Gold as a deflation hedge

Second, since gold acts as a stand-alone asset that is not another’s liability, it functioned as an effective store of value prior to 1933 for those who either converted a portion of their capital to gold bullion or withdrew their savings from the banking system in the form of gold coins before the crisis struck. Those who did not have gold as part of their savings plan found themselves at the mercy of events when the stock market crashed and the banks closed their doors (many of which had already been bankrupted).

How gold might react in a deflation under today’s fiat money system is a more complicated scenario. Even deflation under a fiat money system, the general price level would be falling by definition. Economists who make the deflationary argument within the context of a fiat money economy usually use the analogy of the central bank “pushing on a string.” It wants to inflate, but no matter how hard it tries the public refuses to borrow and spend. (If this all sounds familiar, it should. This is precisely the situation in which the Federal Reserve finds itself today.) In the end, so goes the deflationist argument, the central bank fails in its efforts and the economy rolls over from recession to a full-blown deflationary depression.

How the government treats gold under a deflationary scenario will play heavily into its performance:

– If gold is subjected to price controls and restricted ownership, as it was in the 1930s deflation, it would likely perform as it did then, i.e., its purchasing power would increase as the price level fell. Under such circumstances, the ownership of “rare and unusual” gold coins might once again come into play.

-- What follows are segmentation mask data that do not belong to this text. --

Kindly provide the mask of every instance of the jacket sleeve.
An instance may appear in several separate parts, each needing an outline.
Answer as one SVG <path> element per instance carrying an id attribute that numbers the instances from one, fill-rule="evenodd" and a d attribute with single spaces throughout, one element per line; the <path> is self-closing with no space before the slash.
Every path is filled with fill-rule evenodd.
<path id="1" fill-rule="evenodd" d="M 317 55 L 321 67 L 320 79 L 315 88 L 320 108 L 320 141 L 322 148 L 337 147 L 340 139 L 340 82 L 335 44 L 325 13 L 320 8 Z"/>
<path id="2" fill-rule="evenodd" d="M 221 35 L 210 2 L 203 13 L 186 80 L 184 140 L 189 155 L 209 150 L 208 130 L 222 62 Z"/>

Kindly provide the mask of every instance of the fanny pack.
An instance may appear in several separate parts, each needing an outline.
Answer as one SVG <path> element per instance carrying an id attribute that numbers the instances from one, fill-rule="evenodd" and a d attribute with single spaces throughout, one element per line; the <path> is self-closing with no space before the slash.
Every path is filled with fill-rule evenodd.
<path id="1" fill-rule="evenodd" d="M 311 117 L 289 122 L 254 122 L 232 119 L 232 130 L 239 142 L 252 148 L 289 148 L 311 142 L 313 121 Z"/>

– If ownership is not restricted, it would turn out to be the best of all possible worlds for gold owners. Its purchasing power would increase as the price level fell, and the price itself could rise as a result of increased demand from investors hedging systemic risks and financial market instability.

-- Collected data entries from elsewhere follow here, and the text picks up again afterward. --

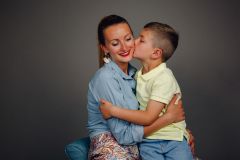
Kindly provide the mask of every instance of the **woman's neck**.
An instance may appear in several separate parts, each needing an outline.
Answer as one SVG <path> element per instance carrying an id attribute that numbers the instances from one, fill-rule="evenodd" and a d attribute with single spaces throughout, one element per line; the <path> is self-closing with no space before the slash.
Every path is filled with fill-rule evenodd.
<path id="1" fill-rule="evenodd" d="M 128 75 L 128 63 L 126 62 L 115 62 L 118 67 L 126 74 Z"/>

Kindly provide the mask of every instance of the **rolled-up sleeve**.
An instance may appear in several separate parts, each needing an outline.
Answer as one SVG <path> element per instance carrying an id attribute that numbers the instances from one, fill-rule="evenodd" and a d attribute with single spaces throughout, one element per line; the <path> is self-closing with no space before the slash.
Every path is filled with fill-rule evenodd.
<path id="1" fill-rule="evenodd" d="M 135 125 L 117 118 L 109 119 L 108 125 L 119 144 L 131 145 L 142 141 L 143 126 Z"/>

Note: That, by the way, is the primary reason governments tend to restrict gold ownership when confronted with widespread bank runs and failing financial markets. Governments seize gold not because they need the money; they seize it to cut off the escape route and force capital flows back into banks and financial markets. As an aside, that is precisely the reason why governments have an interest in controlling the price of gold. Former Fed chairman Paul Volcker, it has been copiously reported, once said, “Gold is my enemy. I’m always watching what it is doing.” Though there is no direct evidence I know of that the Fed or Treasury Department intervened directly in the gold market during Mr. Volcker’s tenure, his statement does reflect the acute interest in gold on the part of monetary policy-makers. Alan Greenspan voiced a similar interest in gold throughout his Fed chairmanship and still does today, though unlike Volcker he has always defended gold and expressed an appreciation for its use as a form of money or final payment or reconciliation. Gold, in the end, is not just competition for the dollar; it is competition for bank deposits, stocks and bonds most particularly during times of economic stress — and that is the source of enduring interest among policy-makers.